TUTORIAL : How I trained a specific french model to control my robot


Yes, and no !

For trie creation, you need textual sentences, to work with probabilities, accuracy…

Vocab.txt doesn’t need multiple times the same sentence

hope to help.

@elpimous_robot Thanks for help

1 Like

Ready to help again my friend

@elpimous_robot :blush:

@elpimous_robot can you help me below issue

@victornoriega7 he is also help me in this issue

hello deep_learning:
have you trained a korean model successly? i am training a korean model, but i meet much troubles ,could yuu please share some expirement with me ? how do you train it? thanks !

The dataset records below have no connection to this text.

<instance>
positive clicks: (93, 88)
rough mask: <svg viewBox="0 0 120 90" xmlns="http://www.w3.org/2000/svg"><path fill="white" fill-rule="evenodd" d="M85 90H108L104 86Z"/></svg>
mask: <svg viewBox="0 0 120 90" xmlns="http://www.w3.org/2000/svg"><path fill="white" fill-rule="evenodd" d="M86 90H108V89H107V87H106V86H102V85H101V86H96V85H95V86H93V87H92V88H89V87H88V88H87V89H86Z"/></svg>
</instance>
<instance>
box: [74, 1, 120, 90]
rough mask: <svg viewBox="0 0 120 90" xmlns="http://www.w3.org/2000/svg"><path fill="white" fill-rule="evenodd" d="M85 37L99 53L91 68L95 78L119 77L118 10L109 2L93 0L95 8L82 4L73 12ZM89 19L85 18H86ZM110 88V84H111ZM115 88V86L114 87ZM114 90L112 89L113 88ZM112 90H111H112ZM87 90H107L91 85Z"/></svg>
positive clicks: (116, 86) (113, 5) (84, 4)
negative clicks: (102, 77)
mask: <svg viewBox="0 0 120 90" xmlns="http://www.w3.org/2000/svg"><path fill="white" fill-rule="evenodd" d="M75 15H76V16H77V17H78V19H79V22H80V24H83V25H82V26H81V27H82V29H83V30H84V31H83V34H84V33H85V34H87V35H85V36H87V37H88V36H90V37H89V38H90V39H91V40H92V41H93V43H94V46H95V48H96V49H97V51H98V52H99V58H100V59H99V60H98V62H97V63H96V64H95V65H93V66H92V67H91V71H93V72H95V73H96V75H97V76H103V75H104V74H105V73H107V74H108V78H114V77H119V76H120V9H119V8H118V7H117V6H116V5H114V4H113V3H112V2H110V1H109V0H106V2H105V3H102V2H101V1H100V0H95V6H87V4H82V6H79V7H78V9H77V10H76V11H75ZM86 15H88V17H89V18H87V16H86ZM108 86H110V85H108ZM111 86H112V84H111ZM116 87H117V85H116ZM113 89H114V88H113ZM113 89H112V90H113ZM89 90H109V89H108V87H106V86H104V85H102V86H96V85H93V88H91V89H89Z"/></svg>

The way you explained the steps of training the model is amazing, I believe you helped a lot of people with this post, including me. I am a newbie regarding this whole concept and I’m stuck at the very first point of implementing a model for my native language. The csv file containing the wav_name, wav_size, transcript was done manually or by using a script that gathers these data? I have around 1500 .wav and I’m a little concerned about creating the csv manually (checking each .wav the size, etc). If there is a script that someone created in order to avoid all this struggle and would like to share…Thank you! :smiley:

I did something like…

for i in $(ls *.wav); do
  fs=$(stat --printf="%s" $i)
  ts=$(cat $i.txt) ## assuming transcript for the wav file is file.wav.txt
  echo "$i,$fs,$ts" >> mydata.csv
1 Like

Training on cpu?

If you have early stop on, it will stop training when it’s not seeing loss decrease significantly. As you’re on epoch 0 still you might need to adjust your settings a bit more or, if you’re cpu training, train on a gpu.

1 Like

I was looking at mozilla voice-corpus-tool and I can’t see all of the effects that have been listed above by @elpimous_robot, the only ones that I can see on the github repo as well as when I run ‘help’ are:


Distortion by mp3 compression
kbit: int - Virtual bandwidth in kBit/s

Resampling to different sample rate
rate: int - Sample rate to apply

augment [-times ] [-gain ]
Augment samples of current buffer with noise
source: string - CSV file with samples to augment onto current sample buffer
-times: int - How often to apply the augmentation source to the sample buffer
-gain: float - How much gain (in dB) to apply to augmentation audio before overlaying onto buffer samples

How to create this file libctc_decoder_with_kenlm.so ?

I have only lm.binary and trie file created using KenLM

I have seen you commands generate try with is have 5 parameter but now it won’t accept 5 parameter it required only 4 parameter vocab.txt not accept

Please help in that

Please, make an effort and understand this tutorial was contributed by @elpimous_robot a long time ago, and that the project moved since, and a lot of the instructions are deprecated.

can we use this method to prepare data and train deepspeech v0.6.0?

Hello i have a question, i have a three type of files, train, dev and test, and the words and audio within these must be same ? i mean, dev files and test files must include in train files ?

Please read the guidelines, it says explicitly don’t hijack old threads …

where is that guidlines ?

Really? I posted them with your first thread, that you abandoned to hijack this one, but here you go:


Please stop spamming other threads, do your homework and we are happy to help.

hi, i have a problem,
FATAL Flags parsing error: flag --alphabet_config_path=/content/gdrive/My\ drive/deepSpeech/alphabet_rus.txt: The file pointed to by --alphabet_config_path must exist and be readable.
Pass --helpshort or --helpfull to see help on flags.

Here is my datasets:

!python3 DeepSpeech.py \

--drop_source_layers 1 \

--alphabet_config_path "/content/gdrive/My\ drive/deepSpeech/alphabet_rus.txt" \

--save_checkpoint_dir /content/gdrive/My\ drive/deepSpeech/savecheckpoint \

--load_checkpoint_dir /content/gdrive/My\ drive/deepSpeech/loadcheckpoint \

--train_files   /content/gdrive/My\ drive/deepSpeech/train/train.csv \

--dev_files   /content/gdrive/My\ drive/deepSpeech/dev/dev.csv \

--test_files  /content/gdrive/My\ drive/deepSpeech/test/test.csv \

The error message is explaining you. Please read your error messages before reaching for help and stop hijacking unrelated threads. This is spamming behavior and it makes the forum much less readable for anyone.